Бородатые мужики с кнутьями, – видимо, приехавшие на базар крестьяне, – глядят на него угрюмо, вдумчиво, ждут чего-то. Слышу сторожкий шепот:
– Вон чего говорит, «ад отверзу»!.. «Об-со-лю»! Чего говорит-то.
– Стало-ть уж ему известно… Какого-то Абсурду призывает… святого может.
– Давно сидит и сидит – не сходит с своего места… ждет… Ему и открывается, такому…
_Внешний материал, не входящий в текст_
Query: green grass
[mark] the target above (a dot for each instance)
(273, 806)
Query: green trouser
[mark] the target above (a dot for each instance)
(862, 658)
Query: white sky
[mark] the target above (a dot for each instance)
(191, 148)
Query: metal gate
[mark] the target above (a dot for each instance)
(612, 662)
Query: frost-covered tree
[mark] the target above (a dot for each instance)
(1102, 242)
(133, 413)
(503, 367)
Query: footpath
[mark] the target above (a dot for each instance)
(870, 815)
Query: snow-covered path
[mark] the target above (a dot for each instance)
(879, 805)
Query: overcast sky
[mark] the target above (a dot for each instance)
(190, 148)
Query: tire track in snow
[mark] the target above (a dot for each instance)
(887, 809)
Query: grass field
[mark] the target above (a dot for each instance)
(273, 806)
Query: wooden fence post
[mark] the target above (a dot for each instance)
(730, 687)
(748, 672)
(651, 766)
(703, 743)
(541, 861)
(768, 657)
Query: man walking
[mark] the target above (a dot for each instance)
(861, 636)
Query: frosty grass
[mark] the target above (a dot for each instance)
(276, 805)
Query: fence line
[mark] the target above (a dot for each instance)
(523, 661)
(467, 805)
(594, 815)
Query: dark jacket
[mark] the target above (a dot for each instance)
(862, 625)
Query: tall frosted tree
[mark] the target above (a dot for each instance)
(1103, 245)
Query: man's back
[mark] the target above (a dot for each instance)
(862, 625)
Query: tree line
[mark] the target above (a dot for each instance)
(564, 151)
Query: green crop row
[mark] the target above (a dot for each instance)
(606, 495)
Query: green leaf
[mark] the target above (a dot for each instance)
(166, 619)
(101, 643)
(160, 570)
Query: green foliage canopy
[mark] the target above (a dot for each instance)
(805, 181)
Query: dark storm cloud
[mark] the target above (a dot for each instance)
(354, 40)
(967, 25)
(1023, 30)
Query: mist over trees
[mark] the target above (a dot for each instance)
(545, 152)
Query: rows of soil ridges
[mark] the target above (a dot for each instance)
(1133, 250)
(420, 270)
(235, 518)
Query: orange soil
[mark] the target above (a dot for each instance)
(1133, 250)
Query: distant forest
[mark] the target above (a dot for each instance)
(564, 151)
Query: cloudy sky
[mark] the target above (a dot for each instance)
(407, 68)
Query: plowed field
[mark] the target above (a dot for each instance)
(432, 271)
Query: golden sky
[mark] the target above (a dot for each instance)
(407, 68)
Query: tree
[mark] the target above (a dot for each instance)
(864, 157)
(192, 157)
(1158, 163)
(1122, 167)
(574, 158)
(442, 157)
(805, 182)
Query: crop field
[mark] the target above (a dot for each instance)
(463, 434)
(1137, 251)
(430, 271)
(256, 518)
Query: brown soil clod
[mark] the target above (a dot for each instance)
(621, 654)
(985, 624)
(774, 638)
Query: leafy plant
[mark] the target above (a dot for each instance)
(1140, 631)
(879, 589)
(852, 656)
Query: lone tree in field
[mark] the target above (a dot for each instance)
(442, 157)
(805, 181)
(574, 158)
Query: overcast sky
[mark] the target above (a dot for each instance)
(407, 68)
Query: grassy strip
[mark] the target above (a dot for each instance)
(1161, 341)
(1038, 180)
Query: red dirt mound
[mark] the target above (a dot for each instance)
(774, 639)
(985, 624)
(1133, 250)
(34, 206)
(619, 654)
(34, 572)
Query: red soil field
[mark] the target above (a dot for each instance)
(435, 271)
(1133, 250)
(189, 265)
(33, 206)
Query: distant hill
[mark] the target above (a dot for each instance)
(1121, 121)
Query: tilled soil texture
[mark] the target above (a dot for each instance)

Спрашивают посадского по виду, кто этот человек. Говорит осмотрительно:
– Так, в неопрятном положении, гражданин. С Вифанской вакадемии, ученый примандацент, в мыслях запутался, юродный вроде… Да он невредный, красноамрейцы и отгонять перестали, и народ жалеет, ничего… хлеоца подают. А, конешно, которые и антересуются, по темноте своей, деревенские… не скажет ли подходящего чего, вот и стоят над ним, дожидают… которые, конешно, без пропаганды-образования.